Commerzbank see Pound's Gains vs. Dollar Fading, Exit 'Long Position' on Exchange Rate

- GBP/USD uptrend nears a potential ceiling

- Commerzbank think it will start correcting back down now; Lloyds are more bullish

- Singapore-based UOB are neutral in their veiw of the pair

exchange rates 8

© kasto, Adobe Stock

Pound Sterling has rallied up another half a percent to 1.4222 versus the Dollar on Monday morning, however, its gains are likely to be short-lived, according to analyst Karen Jones from Commerzbank.

"We think upside scope is now limited," she said in a research note this morning, adding that the main impediment to further progress was likely to be the 200-week MA at 1.4272, although another minor impediment is likely to be the 78.6% Fibonacci ratio retracement of the previous rally at 1.4210.

Large moving averages present obstacles to established trends and are often the site of pull-backs and reversals, due to increased buying and selling around them since they are highly popular indicators. 

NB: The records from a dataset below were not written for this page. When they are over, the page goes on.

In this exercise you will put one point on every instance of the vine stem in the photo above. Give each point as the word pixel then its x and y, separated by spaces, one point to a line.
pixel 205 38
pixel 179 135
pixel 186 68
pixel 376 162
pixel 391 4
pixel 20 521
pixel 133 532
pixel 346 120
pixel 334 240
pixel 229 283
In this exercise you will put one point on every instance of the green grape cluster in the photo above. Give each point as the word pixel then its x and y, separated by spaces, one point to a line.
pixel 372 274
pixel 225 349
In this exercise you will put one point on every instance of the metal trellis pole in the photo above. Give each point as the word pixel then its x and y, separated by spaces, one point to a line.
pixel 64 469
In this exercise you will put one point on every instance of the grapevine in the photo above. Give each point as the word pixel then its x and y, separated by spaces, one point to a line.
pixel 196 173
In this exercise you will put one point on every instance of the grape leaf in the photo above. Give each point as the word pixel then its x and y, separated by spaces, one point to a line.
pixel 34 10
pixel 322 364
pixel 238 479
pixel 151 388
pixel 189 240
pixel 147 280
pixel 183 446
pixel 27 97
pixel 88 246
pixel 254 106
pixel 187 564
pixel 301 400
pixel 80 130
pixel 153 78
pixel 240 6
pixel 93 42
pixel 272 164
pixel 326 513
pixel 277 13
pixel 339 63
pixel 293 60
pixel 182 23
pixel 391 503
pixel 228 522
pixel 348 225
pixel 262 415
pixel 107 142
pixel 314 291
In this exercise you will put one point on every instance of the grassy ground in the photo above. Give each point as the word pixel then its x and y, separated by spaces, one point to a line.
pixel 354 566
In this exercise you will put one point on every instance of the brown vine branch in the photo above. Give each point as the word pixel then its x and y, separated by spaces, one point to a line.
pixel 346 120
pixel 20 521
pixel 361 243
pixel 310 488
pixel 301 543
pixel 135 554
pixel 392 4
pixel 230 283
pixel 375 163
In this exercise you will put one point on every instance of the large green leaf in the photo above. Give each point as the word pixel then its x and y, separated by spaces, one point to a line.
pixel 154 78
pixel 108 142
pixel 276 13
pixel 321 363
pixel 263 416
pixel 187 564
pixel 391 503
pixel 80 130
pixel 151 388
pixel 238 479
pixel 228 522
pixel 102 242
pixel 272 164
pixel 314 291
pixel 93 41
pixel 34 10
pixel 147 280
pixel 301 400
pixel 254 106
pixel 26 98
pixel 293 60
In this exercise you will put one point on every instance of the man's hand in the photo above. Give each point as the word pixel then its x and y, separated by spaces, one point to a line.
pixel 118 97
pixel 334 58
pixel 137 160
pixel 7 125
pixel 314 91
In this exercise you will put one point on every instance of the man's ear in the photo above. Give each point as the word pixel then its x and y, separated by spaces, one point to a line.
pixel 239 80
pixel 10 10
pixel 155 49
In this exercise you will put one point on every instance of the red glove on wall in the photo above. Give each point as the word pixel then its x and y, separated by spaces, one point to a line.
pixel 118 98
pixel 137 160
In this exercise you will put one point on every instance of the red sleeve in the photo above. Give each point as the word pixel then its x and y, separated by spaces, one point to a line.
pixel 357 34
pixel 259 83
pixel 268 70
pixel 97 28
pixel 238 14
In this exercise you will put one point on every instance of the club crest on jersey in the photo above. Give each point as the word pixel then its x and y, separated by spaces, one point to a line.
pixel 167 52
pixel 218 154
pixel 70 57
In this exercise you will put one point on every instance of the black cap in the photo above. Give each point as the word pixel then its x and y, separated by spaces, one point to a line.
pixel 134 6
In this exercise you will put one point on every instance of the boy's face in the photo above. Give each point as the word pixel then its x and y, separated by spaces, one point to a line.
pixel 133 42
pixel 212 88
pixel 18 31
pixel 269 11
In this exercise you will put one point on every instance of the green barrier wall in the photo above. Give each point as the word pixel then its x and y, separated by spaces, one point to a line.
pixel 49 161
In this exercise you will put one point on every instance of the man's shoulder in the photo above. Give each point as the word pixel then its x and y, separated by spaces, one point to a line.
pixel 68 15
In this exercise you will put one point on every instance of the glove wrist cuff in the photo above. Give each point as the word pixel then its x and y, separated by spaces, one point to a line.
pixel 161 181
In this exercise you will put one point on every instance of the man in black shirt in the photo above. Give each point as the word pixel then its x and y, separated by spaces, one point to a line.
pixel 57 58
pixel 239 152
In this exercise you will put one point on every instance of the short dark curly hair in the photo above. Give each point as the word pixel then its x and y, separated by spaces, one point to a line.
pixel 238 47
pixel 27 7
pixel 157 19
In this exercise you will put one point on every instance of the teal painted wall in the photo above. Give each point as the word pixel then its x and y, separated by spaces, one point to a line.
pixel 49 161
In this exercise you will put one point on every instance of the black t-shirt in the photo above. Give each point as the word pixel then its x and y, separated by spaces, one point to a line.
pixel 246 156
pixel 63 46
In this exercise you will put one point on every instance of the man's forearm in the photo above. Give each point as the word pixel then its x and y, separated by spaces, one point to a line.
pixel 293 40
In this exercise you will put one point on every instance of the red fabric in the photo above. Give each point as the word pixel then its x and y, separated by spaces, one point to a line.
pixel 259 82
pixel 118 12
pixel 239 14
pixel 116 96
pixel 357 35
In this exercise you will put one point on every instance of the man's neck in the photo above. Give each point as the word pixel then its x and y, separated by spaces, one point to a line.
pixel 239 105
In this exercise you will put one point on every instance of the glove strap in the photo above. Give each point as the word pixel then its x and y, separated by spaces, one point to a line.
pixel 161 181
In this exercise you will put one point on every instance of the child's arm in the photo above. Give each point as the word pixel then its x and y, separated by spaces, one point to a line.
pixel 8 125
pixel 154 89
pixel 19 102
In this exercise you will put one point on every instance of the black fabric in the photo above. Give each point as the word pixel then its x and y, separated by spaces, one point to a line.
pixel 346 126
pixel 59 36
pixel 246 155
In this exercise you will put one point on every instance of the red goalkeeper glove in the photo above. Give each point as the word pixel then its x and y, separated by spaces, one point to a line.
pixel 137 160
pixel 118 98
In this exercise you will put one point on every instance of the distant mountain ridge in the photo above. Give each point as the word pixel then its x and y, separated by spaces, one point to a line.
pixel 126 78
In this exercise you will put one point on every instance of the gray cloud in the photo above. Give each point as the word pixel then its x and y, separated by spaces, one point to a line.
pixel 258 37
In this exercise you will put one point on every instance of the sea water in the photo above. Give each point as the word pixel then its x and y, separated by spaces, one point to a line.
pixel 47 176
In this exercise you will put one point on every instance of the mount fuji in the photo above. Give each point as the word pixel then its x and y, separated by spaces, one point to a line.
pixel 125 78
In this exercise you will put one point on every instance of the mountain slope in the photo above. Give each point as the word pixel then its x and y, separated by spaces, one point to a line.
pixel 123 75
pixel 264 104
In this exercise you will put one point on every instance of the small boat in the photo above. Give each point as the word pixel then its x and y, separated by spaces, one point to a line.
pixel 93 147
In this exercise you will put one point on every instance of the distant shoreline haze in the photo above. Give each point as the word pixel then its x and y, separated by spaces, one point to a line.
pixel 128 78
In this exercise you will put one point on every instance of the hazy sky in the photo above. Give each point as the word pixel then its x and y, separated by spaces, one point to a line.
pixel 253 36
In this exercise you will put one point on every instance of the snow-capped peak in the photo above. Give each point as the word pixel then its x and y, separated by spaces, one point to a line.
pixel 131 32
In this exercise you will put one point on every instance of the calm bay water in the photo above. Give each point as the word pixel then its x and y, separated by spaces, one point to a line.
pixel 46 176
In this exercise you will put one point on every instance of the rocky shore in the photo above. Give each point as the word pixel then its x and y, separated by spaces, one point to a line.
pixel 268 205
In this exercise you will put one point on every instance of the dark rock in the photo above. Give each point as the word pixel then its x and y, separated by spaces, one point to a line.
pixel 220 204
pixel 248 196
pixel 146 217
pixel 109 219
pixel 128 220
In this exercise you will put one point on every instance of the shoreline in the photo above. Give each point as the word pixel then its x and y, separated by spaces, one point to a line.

Fibonacci retracements are used by technical analysts to gauge how far corrections will move back from the main trend. Evidence appears to point to a natural tendency for corrections to retrace to one of four key retracement levels: 23.6%, 50.0%, 61.8% and 78.6%. These correspond to the Fibonacci ratios discovered by the 13th century Pisan mathematician Lionardo Fibonacci.

But this is not the only sign that the pair may be reaching the end of the trend, Jones also notes how the pair is 'TD Perfected' on the daily chart, which means it has reached exhaustion point using an indicator developed by Tom Demark, which measure exhaustion and turning points on charts.

"We would highlight the TD perfected set up on the daily chart which is also indicating that the market is likely to fail. We have exited our long position," she concludes.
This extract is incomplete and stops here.